Pankaj Pandey successfully completed his PhD trial lecture and thesis defense at the Norwegian University of Science and Technology on Monday, the 4th of July 2016 and will be awarded the degree of Doctor of Philosophy.
The title of his thesis is “Using Theories from Economics and Finance for Information Security Risk Management” and the given topic for his trial lecture was “Security and Insecurity with Open Source Software: Past, Present, and Future”.
In his thesis Pandey presents a method for investing in information security risk management. Information security practitioners face a challenging task of assessing the information security risks. Lack of complete information about all vulnerabilities in the system leads to difficulty in assessing the severity of vulnerabilities and estimation of the impact of an attack. There are technical tools to protect against cyber attacks, such as passwords, firewalls etc., and various insurance solutions if one were to be attacked. The problem is that conventional insurance does not have the capacity to cover huge losses. When it comes to cyber attacks losses may involve millions of dollars. In addition, an attack will have negative impact on share price and the organization’s reputation. Investors call for better risk mitigation strategies, and Pandey have chosen to address this issue from an economic perspective.
Gather knowledge to prevent attacks
With several scenarios taken from real life, Pandey presents a type of financial market related to information security, where anyone with knowledge and interest about information security can contribute to and profit from protecting against attacks. This type of market is called Information security prediction market, and can be an effective method to collect and take advantage of information that would otherwise be spread. The market is open to participate in buying and selling a variety of information security derivatives, such as Options. The economic benefit of investments in information security risk management is estimated as the value of the reduction in the impact of an uncertain future event, such as a cyber attack. In this regard it is important to be able to predict the events and their potential impact. All stakeholders have high interest in an attack not occurring. They will thus work towards a common goal to protect, by selling any information they have about software vulnerabilities. That way everyone will have the opportunity to profit from knowledge sharing. If an organization were to be attacked, the stakeholders are so many that it is possible to cover even huge losses. The system thus has the potential to help businesses in cases where they otherwise might not have survived.
Pandey’s research can help to prevent cyber attacks from happening and to mitigate the adverse effects after they have happened.
The following committee has been appointed to evaluate his thesis, trial lecture and defense:
- First external opponent: Professor Dr. Wim Van Grembergen, Information Systems Management Group, University of Antwerp, Belgium.
- Second external opponent: Dr.

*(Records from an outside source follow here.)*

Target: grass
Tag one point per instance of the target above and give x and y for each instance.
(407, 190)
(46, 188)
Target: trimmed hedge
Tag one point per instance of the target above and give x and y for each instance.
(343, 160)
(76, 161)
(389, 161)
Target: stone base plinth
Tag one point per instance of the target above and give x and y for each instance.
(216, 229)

Janne Hagen, Forsvarets forskningsinstitutt (FFI).
- Internal opponent and administrator for the assessment committee: Professor Dr. Stewart Kowalski, Faculty of Computer Science and Media Technology, NTNU in Gjøvik.
- Dean Nils Kalstad Svendsen led disputation.
Pankaj Pandey carried out his PhD work at the Faculty of Computer Science and Media Technology, NTNU and Faculty of Applied Economics, University of Antwerp. His supervisors were Professor Einar Snekkenes, Faculty of Computer Science and Media Technology, NTNU in Gjøvik and Professor Steven De Haes, Department of Applied Economics, University of Antwerp, Belgium.